Sejarah Aceh: Pandangan Aceh di Mata William Marsden, Penjelajah Asal Inggris

- 3 Januari 2022, 11:46 WIB
Orang Aceh/Foto Facebook Atjeh Darussalam
Orang Aceh/Foto Facebook Atjeh Darussalam /

 

JURNALACEH - Aceh tidak lekang dari sejarah, Peneliti sekaligus penjelajah asal Inggris bernama William Marsden, memulai pengamatan ke Pulau Sumatera pada tahun 1771.

Mengingat sejarah Aceh, penjelajah asal Inggris ini berhasil mengungkapkan hal-hal yang belum terungkap sebelumnya.
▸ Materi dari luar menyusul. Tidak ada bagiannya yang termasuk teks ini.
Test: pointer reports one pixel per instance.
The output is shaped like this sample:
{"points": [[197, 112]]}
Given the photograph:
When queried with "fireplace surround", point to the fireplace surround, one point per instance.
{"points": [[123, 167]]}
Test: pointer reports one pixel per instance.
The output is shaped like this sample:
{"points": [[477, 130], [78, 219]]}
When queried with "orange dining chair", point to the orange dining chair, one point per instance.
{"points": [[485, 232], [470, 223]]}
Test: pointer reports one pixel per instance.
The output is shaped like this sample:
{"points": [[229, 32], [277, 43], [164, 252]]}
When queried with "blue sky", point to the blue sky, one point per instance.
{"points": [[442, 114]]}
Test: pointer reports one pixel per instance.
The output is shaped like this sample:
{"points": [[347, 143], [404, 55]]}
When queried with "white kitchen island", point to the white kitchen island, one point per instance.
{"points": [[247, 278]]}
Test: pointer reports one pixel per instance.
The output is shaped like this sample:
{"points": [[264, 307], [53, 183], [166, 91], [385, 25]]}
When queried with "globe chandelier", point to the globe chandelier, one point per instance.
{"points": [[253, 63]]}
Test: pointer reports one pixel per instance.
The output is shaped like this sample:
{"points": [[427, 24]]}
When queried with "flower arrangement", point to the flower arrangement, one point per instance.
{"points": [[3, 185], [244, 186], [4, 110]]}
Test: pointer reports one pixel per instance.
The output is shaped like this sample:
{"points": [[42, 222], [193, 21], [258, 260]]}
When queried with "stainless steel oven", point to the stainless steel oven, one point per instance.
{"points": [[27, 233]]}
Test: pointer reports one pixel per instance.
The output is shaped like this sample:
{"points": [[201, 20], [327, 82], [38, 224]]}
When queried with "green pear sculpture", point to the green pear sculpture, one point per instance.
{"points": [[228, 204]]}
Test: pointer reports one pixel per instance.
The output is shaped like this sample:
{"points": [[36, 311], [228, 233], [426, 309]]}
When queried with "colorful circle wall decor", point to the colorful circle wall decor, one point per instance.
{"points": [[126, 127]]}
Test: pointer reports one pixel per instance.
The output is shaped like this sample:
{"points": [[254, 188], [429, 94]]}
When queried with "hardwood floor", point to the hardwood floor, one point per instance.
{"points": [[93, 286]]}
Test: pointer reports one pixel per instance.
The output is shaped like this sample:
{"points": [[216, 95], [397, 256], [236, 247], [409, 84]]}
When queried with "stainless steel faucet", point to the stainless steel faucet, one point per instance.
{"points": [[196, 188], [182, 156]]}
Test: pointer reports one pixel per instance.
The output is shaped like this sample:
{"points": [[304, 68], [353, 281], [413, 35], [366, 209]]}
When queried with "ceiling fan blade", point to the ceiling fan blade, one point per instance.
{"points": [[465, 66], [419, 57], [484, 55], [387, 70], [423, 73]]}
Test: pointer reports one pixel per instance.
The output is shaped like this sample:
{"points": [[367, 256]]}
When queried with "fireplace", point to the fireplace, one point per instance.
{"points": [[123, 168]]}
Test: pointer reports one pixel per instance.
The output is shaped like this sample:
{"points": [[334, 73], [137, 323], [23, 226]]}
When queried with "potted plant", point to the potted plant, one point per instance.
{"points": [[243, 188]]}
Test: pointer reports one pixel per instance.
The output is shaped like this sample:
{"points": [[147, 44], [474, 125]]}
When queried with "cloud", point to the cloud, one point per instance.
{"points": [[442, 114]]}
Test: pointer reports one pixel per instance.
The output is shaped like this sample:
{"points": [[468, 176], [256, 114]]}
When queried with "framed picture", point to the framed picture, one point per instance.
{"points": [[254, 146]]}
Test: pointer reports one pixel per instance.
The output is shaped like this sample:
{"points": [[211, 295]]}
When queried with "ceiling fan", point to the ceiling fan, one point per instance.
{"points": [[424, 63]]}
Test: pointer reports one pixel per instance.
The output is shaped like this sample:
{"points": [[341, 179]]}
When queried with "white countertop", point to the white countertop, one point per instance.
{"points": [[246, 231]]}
Dalam buku penjelajah asal Inggris ini, The History of Sumatra merupakan sebuah karya besar pada abad ke-18. Yang ditulis berdasarkan riset dan observasi yang sudah tergolong canggih waktu itu.

William Marsden menuliskan kesannya ketika membuka bab 21 tentang Aceh.

Baca Juga: Rekrutmen lowongan Kerja BUMN Januari 2022 di PT Yodya Karya, Berikut Persyaratannya

Aceh merupakan satu-satunya kerajaan di Sumatera yang pernah mencapai pengaruh politik yang cukup terpandang bagi bangsa barat.

Sehingga catatan sejarahnya menjadi suatu subjek umum, namun kondisinya saat ini sangat berbeda dengan kondisi saat mereka berhasil mencegah kekuatan Portugis menjejakkan kaki di Sumatera.

Dan para pangerannya menerima duta-duta dari seluruh bangsa besar di Eropa.

William Marsden disatu sisi mengakui kegemilangan sejarah masa lampau Aceh, namun disatu sisi juga mengamati bahwa pada akhir abad ke-18.

Kesultanan Aceh Darussalam mengalami penurunan kekuatan, pengaruh, dan sinarnya telah meredup. Sebagaimana di kutip Jurnalaceh.com dari postingan akun Facebook Atjeh Darussalam yang diunggah pada 2 Desember 2022.

Mengenai penduduk Aceh, William Marsden menulis karakteristik fisik orang Aceh sangat berbeda dengan orang Sumatera lainnya.

Baca Juga: Sejarah Aceh: Peperangan Sengit Rakyat Aceh Melawan Jendral Van Swieten dalam Merebut Keraton Darud Dunia

Mereka biasanya lebih tinggi, lebih kekar, dan kulitnya lebih gelap, bukan berarti mereka mewakili karakteristik fisik penduduk asli.

Tapi berdasarkan berbagai alasan, dapat diasumsikan merupakan percampuran antara orang Batak dan orang Melayu dengan orang Chulia.

Yaitu orang-orang yang mereka sebut sebagai bangsa dari India barat (Pakistan sekarang-penulis) yang sudah sejak dulu sering mengunjungi pelabuhan-pelabuhan Aceh.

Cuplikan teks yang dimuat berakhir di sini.